By ignoring the unsustainable runup in asset values (especially housing values) that occurred under George W. Bush, recent policies have invited the collapse of these values in recent weeks. In Keynesian terms, Dubya had the furnace running during the month of August. Allowing and encouraging the extreme increase creates the probability of an extreme correction. Dubya is responsible for the economic hardships and inefficiencies that accompany the correction.

Starting in January under President Obama one can expect a move toward less inequality of income and a less extreme business cycle.

Thursday, July 17, 2008

Misery Index Climbs

Wall Street indexes rise and fall but the economic misery index goes on forever as a single-number summary of what is happening on Main Street. I therefore think it is well worth watching as a measure of how the economy is doing. The index (simply the sum of unemployment and inflation rates) rose in June to 10.5, the highest level in 15 years, i.e., since January 1993, the month President Bill Clinton was inaugurated and President G.H.W. Bush left office. Under Clinton the index improved but it has recently climbed back to what it was when he took over.

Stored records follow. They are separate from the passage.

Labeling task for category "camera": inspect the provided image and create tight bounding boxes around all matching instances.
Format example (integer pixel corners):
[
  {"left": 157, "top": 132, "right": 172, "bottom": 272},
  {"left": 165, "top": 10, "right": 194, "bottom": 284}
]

Misery Index in the Last Month in Office of Recent Presidents:
Carter: 19.3
Reagan: 10.1
Bush 41: 10.6
Clinton: 7.9
Bush 43 (as of June 2008): 10.5

More (Huffington Post)

Tuesday, October 23, 2007

More on U.S. Debt

In two previous blogs I have presented U.S. national debt data showing that it is high and growing relative to other countries. In The Growing Price of U.S. Debt, I estimated the debt at $67,000 per U.S. taxpayer, with the number about six times bigger if we add unreported U.S. liabilities. In The U.S. 10-Trillion-Dollar Debt Limit I noted that the debt limit has been raised an average of $500 billion per year since President George W. Bush came to office and noted that our state and local officials don't have the luxury of running deficits. NYC Mayor Bloomberg has assailed the continuing huge U.S. budget deficits as "lunacy" in a speech to British conservatives.

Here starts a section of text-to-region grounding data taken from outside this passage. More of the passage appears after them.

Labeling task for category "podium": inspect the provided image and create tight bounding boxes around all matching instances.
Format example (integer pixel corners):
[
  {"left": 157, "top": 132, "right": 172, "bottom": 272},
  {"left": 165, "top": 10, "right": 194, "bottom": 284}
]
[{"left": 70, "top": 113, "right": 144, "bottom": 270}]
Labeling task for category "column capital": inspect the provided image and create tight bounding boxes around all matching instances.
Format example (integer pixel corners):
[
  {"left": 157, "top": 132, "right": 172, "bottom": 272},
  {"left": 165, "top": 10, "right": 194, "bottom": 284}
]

My concerns focus on the fact that the debt is (1) growing fast, (2) understated, because it does not include social insurance liabilities, and (3) leaves a legacy for our children of a burden of taxes (especially, as the U.S. tax system is now structured, payroll and income taxes) that will reduce their standard of living. The other concern I have is that continuing current-account deficits mean that the debt is being financed by overseas accumulations that could be de-accumulated under conditions that will tie the hands of the United States internationally.

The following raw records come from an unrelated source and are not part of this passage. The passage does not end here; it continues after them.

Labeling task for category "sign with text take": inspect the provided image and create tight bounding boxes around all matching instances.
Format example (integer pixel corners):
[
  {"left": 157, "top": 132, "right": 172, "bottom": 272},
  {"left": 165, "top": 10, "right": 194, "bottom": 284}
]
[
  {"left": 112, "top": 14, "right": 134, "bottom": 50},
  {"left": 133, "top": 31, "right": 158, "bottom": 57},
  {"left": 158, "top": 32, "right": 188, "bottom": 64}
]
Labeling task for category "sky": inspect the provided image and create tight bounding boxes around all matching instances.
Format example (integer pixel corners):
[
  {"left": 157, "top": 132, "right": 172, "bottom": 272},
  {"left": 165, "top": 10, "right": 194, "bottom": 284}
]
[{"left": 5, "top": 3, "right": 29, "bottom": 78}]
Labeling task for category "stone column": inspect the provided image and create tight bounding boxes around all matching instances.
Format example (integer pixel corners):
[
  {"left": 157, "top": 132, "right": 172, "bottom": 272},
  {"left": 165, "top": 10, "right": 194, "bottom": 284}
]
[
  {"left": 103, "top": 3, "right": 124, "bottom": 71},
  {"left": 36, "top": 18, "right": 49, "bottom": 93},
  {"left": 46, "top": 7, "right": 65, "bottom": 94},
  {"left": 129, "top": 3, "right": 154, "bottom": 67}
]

Now I would like to add to the pile of evidence against current practice an interesting summary of the growth of the U.S. national debt since 1938 by Steve McGourty, who takes a partisan approach - he lays the blame for the bulk of the growth of the debt at the feet of tax-cutting Republican Presidents Reagan and George W. Bush. Actual reductions in the national debt occurred in the last 50 years only under under Presidents Kennedy and Clinton (adjusted for inflation). His charts are interesting. I would be interested in seeing (1) his numbers adjusted for inflation, (2) an addition for unfunded health and Social Security liabilities, and (3) a link between the current-account deficits and the budget deficits.